Längeres Gesamtüberleben beim Leberzellkarzinom

Große Aufmerksamkeit hat Sorafenib im Zusammenhang mit neuen Daten zum Leberzellkarzinom erfahren. So wurde die SHARP-Studie (Sorafenib HCC Assessment Randomized Protocol Trial), in der der Multikinasehemmer bei 602 Patienten mit fortgeschrittenem hepatozellulären Karzinom geprüft wurde, vorzeitig abgebrochen. Ein unabhängiges Data Monitoring Commitee hatte diese Maßnahme empfohlen, nachdem klar war, dass der primäre Endpunkt der Studie bereits erreicht war. „Damit steht fest, dass Sorafenib das Gesamtüberleben der Patienten signifikant verlängert“, erklärte Priv.-Doz. Dr. Andreas Erhardt aus Düsseldorf. Die genauen Ergebnisse werden nach seinen Worten derzeit analysiert. Schon jetzt aber ist nach Erhardt klar, dass es sich um ein relevantes Ergebnis handelt: „Die SHARPStudie ist die erste große randomisierte Studie, in der beim fortgeschrittenen Leberkrebs Überlebensvorteile durch eine systemische medikamentöse Therapie gezeigt worden sind“, erklärte der Mediziner in Köln.

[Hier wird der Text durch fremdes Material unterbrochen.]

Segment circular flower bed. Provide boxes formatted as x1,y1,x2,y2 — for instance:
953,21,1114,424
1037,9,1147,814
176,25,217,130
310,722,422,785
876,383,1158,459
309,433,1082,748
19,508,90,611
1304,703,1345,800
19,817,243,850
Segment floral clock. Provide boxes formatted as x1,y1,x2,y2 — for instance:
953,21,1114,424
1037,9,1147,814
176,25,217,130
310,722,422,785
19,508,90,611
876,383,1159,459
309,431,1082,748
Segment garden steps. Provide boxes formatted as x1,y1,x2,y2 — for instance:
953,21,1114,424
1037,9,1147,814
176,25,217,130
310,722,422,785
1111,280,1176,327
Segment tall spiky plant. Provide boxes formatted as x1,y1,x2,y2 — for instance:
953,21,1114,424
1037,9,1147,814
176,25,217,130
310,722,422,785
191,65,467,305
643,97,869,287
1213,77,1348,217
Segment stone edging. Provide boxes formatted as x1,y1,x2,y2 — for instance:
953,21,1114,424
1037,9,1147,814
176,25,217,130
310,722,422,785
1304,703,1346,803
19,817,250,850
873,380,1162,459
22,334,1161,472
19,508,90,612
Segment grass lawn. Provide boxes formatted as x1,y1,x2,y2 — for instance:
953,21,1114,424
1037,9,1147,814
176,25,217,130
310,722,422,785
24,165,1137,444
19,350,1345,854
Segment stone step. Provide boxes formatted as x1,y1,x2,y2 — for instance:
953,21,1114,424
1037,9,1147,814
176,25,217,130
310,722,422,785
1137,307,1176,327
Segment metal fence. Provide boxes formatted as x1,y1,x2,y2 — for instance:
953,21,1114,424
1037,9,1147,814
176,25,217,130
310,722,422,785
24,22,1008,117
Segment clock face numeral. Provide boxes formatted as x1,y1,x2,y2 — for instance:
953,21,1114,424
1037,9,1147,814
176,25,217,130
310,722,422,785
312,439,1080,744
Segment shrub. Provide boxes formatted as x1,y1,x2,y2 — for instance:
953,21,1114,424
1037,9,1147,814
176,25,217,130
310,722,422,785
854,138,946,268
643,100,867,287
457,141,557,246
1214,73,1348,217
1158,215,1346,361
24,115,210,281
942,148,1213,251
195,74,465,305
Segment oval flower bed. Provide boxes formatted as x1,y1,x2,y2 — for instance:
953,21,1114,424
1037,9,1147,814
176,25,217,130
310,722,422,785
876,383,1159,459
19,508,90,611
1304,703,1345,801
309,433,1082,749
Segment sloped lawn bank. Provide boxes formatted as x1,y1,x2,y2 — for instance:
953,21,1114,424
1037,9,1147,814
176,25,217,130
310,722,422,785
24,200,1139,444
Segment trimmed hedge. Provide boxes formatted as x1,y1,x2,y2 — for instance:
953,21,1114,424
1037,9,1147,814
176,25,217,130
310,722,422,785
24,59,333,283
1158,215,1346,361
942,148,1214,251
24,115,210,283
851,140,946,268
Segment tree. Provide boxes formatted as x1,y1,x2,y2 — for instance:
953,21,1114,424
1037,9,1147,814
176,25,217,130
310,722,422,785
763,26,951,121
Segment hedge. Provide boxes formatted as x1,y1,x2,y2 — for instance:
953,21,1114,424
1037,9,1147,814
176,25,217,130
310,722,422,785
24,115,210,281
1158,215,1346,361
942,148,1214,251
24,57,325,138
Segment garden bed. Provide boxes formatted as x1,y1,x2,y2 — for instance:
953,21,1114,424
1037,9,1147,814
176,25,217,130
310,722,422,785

Effekte auch beim Malignen Melanom und beim NSCLC

Hoffnungsvolle Daten gibt es zudem beim malignen Melanom, bei dem in rund 80 % Mutationen im RAS/RAF-Signalweg nachzuweisen sind. Es ist nach Prof. Dirk Schadendorf, Mannheim, deshalb folgerichtig, in Studien zu prüfen, ob Sorafenib auch bei diesem Tumor wirksam ist. Hinweise aus humanen Melanom-Zelllinien und auch aus einer ersten Phase-II-Studie hierauf gibt es bereits, verschiedene weitere Studien laufen derzeit. Ähnlich sieht es beim nicht-kleinzelligen Lungenkarzinom (NSCLC) aus. In einer Phase II-Studie bei 54 Patienten wurde mit Sorafenib allein in 59 % der Fälle eine Stabilisierung der Situation erwirkt und ein ermutigendes progressionsfreies Überleben beobachtet. „Die Effekte sind anderen modernen Targeted Drugs, die beim NSCLC eingesetzt werden, durchaus vergleichbar“, erläuterte der Mediziner. Eine weitere Studie mit Sorafenib in Kombination mit Gefitinib erwirkte bei 63 % der Patienten mit fortgeschrittenem Tumor eine Krankheitsstabilisierung.

Bei den künftigen Studien wird Sorafenib auch bei weiteren Indikationen geprüft und das insbesondere bei Gallengangskarzinomen, bei Kopf-Hals-Tumoren, beim Schilddrüsenkarzinom, beim Glioblastom und auch bei häufigen Tumoren wie dem Prostatakarzinom und Lymphomen. Geprüft wird in einzelnen Untersuchungen, so wurde in Köln dargestellt, auch der Effekt einer Dosiseskalation sowie die Möglichkeiten der Kombination des Multikinasehemmers mit anderen Antitumormedikamenten mit dem Ziel, additive oder sogar synergistische Effekte gegen die Krebserkrankung nutzbar zu machen.